Quando Lapo chiese agli ultrà: “Aiutatemi a diventare presidente della Juve”

Quando Lapo chiese agli ultrà: “Aiutatemi a diventare presidente della Juve”

Lapo Elkann presidente della Juve? Al tanto discusso rampollo di casa Agnelli non sarebbe certo dispiaciuto, tanto che per farlo si sarebbe rivolto ad alcuni degli ultrà coinvolti nell’inchiesta sull’infiltrazione della ‘ndrine all’interno della curva juventina. Il quotidiano La Repubblica si è occupato dell’inchiesta sui rapporti già trattata nei giorni scorsi da Il Fatto Quotidiano, rivelando un particolare sull’aspirazione di Lapo a diventare presidente della società bianconera:

Fate uno striscione per Lapo presidente». Nell’inchiesta sulle infiltrazioni della ’ndrangheta nella curva della Juve emergono storie di rapporti opachi tra ultras, criminalità organizzata ed esponenti della proprietà. Nella primavera del 2009 Lapo Elkann avrebbe incontrato insieme al suo amico Fabio Germani (ora ai domiciliari proprio per questa indagine), Rocco Dominello, in carcere con l’accusa di mafia: «C’era la comunione della figlia di Fabio (Germani, ndr) a Chivasso ed era invitato anche Lapo. Io lo andai a prendere al casello — racconta ai pm il figlio del referente piemontese del clan Pesce- Bellocco di Rosarno, Saverio — Dopo la messa andammo a prendere un aperitivo e parlammo di striscioni e presidenti: lui suggeriva di fare uno striscione “Lapo presidente”».
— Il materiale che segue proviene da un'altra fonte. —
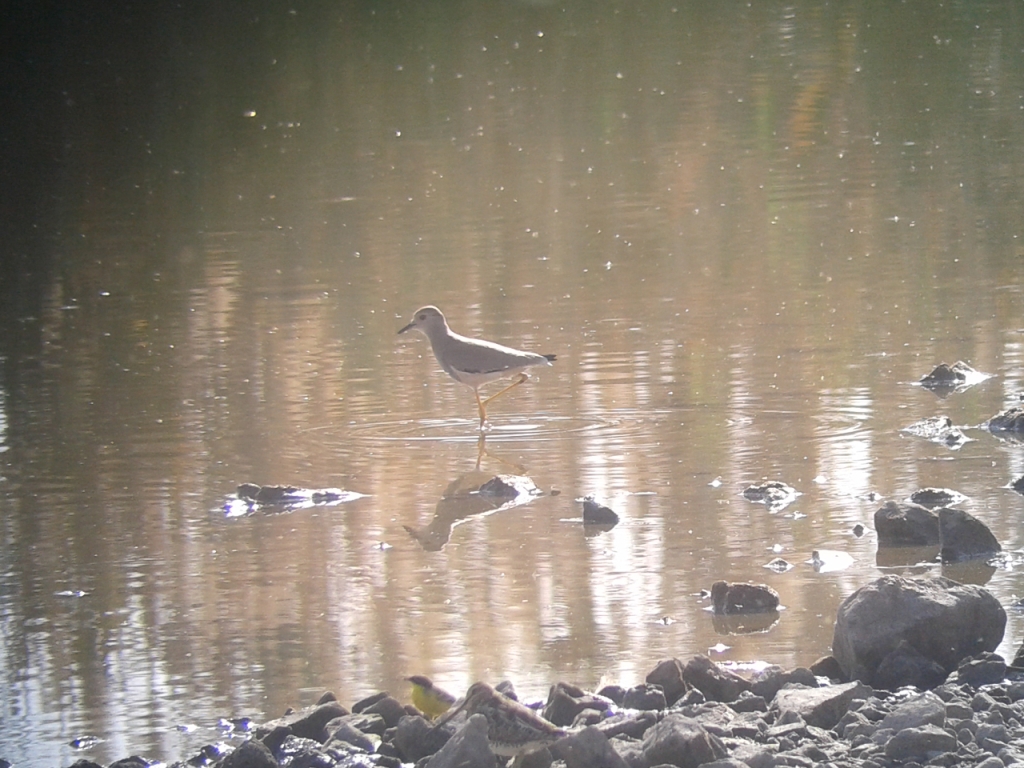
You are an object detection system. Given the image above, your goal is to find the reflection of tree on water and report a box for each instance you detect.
[403,434,543,552]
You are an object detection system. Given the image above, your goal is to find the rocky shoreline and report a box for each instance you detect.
[64,653,1024,768]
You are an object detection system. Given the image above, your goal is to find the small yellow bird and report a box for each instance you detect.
[406,675,455,720]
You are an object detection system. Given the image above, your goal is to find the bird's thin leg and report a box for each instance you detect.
[473,387,490,429]
[477,373,529,406]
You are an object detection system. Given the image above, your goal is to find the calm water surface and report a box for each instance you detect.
[0,2,1024,766]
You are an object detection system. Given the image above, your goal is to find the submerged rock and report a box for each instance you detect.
[938,508,1002,562]
[910,488,968,509]
[874,502,939,549]
[986,407,1024,433]
[900,416,971,451]
[224,482,365,517]
[919,360,990,397]
[583,496,618,525]
[711,582,779,613]
[743,480,800,512]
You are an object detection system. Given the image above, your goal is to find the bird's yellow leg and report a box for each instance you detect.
[476,374,529,408]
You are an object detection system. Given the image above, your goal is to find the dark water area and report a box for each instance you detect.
[0,2,1024,766]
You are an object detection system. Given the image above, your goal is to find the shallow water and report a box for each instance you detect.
[0,2,1024,766]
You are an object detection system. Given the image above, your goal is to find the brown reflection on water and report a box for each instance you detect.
[6,3,1024,765]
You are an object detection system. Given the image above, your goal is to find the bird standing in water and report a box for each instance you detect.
[398,306,555,429]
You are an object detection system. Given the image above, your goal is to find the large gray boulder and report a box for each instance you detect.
[771,682,871,730]
[426,715,498,768]
[938,507,1002,562]
[874,502,939,548]
[833,575,1007,688]
[643,714,728,768]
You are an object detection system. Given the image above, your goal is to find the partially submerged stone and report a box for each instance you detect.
[833,574,1007,687]
[910,487,968,509]
[711,582,779,613]
[900,416,971,451]
[743,480,800,512]
[938,507,1002,562]
[224,482,365,517]
[874,502,939,549]
[583,496,618,525]
[986,406,1024,433]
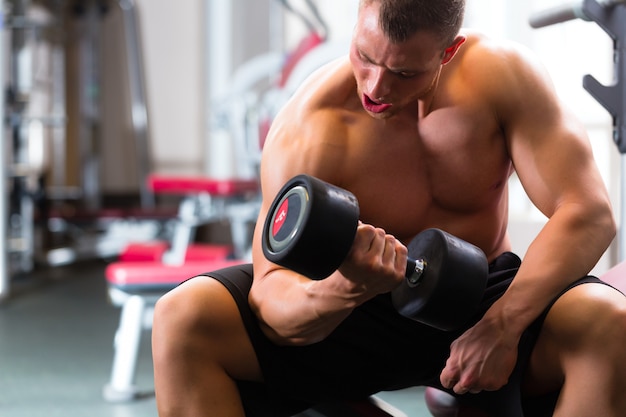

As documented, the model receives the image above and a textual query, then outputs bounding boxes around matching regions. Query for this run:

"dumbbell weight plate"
[262,175,359,279]
[392,229,488,330]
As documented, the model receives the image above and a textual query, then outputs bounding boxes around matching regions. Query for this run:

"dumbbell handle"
[404,258,426,287]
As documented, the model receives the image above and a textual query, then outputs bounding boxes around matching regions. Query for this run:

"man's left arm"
[441,39,615,393]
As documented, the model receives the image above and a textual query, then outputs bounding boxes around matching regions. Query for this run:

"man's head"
[359,0,465,46]
[350,0,465,118]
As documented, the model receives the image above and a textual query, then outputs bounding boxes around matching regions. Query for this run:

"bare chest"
[347,110,511,242]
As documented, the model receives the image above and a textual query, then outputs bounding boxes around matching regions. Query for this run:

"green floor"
[0,261,430,417]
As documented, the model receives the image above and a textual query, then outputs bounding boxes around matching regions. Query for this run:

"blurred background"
[0,0,624,416]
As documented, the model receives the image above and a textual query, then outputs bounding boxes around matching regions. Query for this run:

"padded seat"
[148,175,259,197]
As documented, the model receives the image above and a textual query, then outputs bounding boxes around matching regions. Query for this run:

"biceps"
[509,116,604,217]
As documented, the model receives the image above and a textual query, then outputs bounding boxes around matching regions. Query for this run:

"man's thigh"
[523,282,626,396]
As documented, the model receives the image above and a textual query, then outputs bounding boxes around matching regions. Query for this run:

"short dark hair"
[359,0,465,46]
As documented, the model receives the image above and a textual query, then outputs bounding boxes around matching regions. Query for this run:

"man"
[153,0,626,417]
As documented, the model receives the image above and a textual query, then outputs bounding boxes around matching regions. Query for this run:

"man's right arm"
[249,107,406,344]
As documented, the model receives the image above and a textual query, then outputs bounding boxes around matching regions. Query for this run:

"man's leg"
[524,284,626,417]
[152,277,261,417]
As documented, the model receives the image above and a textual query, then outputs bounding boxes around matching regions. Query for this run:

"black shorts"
[206,252,602,417]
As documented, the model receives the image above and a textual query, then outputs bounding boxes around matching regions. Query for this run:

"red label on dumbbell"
[272,198,289,237]
[271,188,304,244]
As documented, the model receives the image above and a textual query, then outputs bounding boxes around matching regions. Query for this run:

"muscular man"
[153,0,626,417]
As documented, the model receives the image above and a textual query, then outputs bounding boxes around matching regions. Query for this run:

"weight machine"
[529,0,626,261]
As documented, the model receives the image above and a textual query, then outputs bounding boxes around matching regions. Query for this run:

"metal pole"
[0,0,10,301]
[118,0,155,209]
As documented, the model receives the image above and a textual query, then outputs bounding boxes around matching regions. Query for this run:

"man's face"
[350,3,443,119]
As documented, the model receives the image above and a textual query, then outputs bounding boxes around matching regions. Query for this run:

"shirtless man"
[153,0,626,417]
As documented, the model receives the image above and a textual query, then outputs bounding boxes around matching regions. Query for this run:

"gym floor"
[0,261,430,417]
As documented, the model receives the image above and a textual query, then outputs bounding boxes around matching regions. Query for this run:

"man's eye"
[396,71,416,78]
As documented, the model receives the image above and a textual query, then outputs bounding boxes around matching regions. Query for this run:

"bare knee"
[152,276,260,380]
[526,284,626,392]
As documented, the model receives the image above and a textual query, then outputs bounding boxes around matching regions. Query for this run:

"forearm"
[250,269,368,345]
[486,203,615,334]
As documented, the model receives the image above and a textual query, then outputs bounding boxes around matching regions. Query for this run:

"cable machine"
[529,0,626,261]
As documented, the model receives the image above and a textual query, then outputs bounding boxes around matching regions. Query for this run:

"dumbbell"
[262,175,488,331]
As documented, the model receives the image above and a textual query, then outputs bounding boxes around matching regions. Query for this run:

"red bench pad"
[104,259,245,293]
[118,241,233,262]
[148,175,259,197]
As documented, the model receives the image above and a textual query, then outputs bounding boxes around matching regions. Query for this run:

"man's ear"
[441,35,467,65]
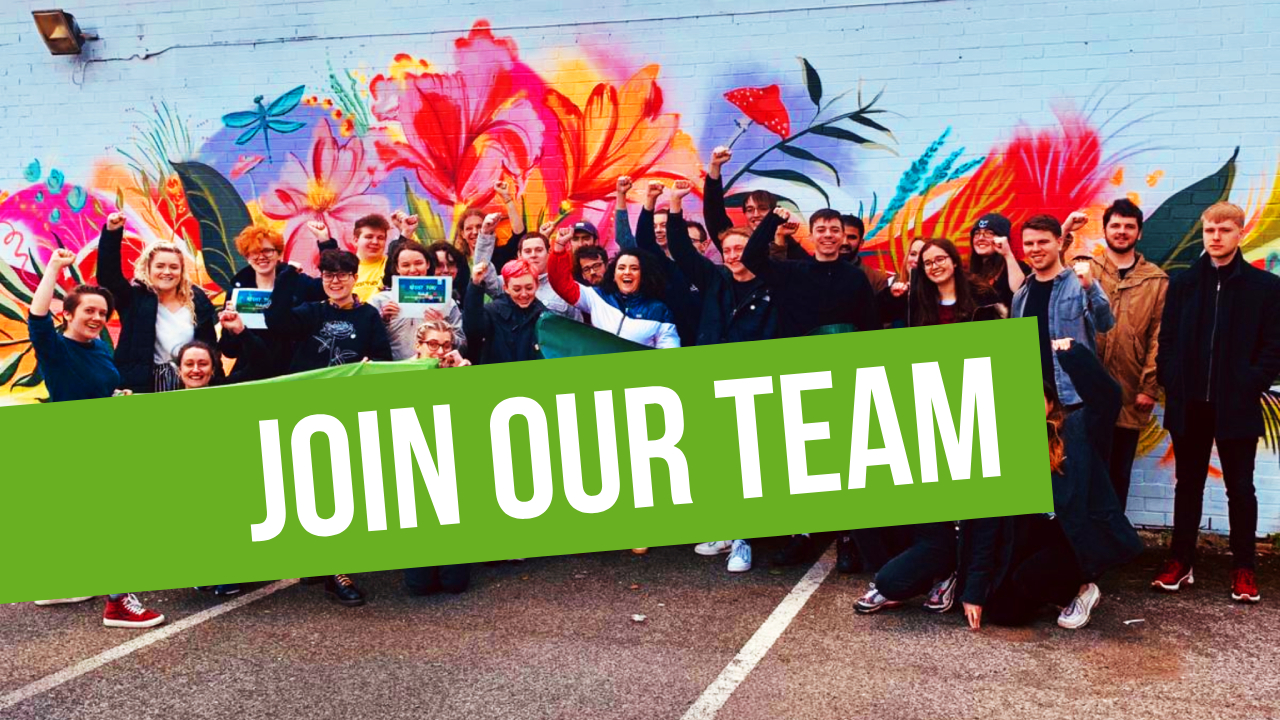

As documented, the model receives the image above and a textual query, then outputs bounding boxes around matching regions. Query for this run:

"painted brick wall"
[0,0,1280,533]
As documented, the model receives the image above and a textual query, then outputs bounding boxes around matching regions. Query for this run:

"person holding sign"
[27,248,164,628]
[462,260,547,365]
[369,240,465,360]
[547,228,680,347]
[218,222,338,383]
[97,213,221,392]
[956,338,1143,630]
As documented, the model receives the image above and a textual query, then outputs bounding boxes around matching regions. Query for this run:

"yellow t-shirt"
[353,258,387,302]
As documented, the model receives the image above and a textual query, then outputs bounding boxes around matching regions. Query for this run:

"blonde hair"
[1201,201,1244,228]
[133,241,196,324]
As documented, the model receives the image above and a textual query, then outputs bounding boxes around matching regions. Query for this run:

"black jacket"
[265,268,392,373]
[225,256,338,383]
[97,227,221,393]
[957,343,1142,605]
[1156,252,1280,439]
[742,213,883,337]
[667,213,778,345]
[462,278,547,365]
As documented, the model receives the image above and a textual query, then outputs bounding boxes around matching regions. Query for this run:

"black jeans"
[982,515,1084,625]
[1172,402,1258,569]
[854,521,957,601]
[1111,425,1142,512]
[404,565,471,594]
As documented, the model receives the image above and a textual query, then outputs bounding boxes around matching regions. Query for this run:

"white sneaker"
[694,541,733,556]
[728,541,751,573]
[1057,583,1102,630]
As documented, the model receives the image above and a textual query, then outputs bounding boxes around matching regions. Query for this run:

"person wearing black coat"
[97,213,221,393]
[218,225,338,383]
[667,183,778,345]
[462,260,547,365]
[956,340,1143,629]
[1152,202,1280,602]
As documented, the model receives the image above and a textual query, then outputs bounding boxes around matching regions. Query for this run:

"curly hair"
[133,241,196,325]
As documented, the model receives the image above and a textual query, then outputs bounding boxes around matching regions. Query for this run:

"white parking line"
[681,543,836,720]
[0,579,298,711]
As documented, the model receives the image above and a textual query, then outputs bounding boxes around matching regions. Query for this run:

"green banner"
[0,319,1052,602]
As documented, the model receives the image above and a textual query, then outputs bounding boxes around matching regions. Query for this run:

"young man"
[1012,215,1115,404]
[27,250,164,628]
[573,245,609,287]
[742,202,881,337]
[1076,199,1169,510]
[1152,202,1280,602]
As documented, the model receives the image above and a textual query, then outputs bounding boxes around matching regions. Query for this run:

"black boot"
[324,575,365,607]
[836,530,861,575]
[771,536,813,568]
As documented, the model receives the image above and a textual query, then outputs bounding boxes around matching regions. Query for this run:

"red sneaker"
[1231,568,1262,602]
[1151,560,1196,592]
[102,593,164,628]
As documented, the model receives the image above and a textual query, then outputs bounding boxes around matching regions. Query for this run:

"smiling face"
[178,347,214,389]
[809,218,845,260]
[435,250,458,279]
[356,227,387,260]
[906,240,924,270]
[462,215,484,252]
[1023,228,1062,272]
[65,293,110,342]
[1204,218,1244,265]
[613,255,640,295]
[396,250,430,278]
[1102,213,1142,255]
[520,234,547,275]
[742,197,769,231]
[502,270,538,309]
[721,234,748,273]
[920,246,956,284]
[147,250,183,292]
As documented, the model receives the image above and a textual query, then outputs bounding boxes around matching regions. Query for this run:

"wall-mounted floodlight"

Questo episodio viene scoperto perché proprio in quei mesi Germani, Dominello e altre persone sono intercettante nell’ambito di un’indagine per un’estorsione ai danni della Juve che sarà archiviata nel 2013. La vicenda non ha rilevanza penale, ma i pm torinesi, Toso e Abbatecola, interessa chiarire quanto gli ‘ndranghetisti, che volevano entrare nel bagarinaggio, cercassero già allora di influenzare, senza riuscirci, i destini del club. La richiesta arriva mentre dentro la proprietà è in corso uno scontro tra John Elkann e Andrea Agnelli che vorrebbe assumere la presidenza della squadra, come aveva già fatto suo padre Umberto durante la gestione di Moggi, Giraudo e Bettega.

Dominello, incensurato, in quel momento è leader della “sezione Canavese” dei “Drughi”, la fazione più forte e numerosa della curva, tornata in auge tra violenze e risse dopo un decennio di declino. Lui dice di avere l’ok dello storico capo degli ultras, Dino Mocciola, ma per la partita Juve- Atalanta i tifosi espongono uno striscione di tenore esattamente opposto a quello richiesto.

I pm gli chiedono conto di un’intercettazione di un mese dopo quando, parlando al telefono con Germani, dice: «Se vuole l’appoggio fissa l’appuntamento altrimenti vaff… lui, tu, la Juve e tutti quanti». Quel nuovo appuntamento con Lapo però non ci sarà e due anni dopo Andrea Agnelli diventerà presidente.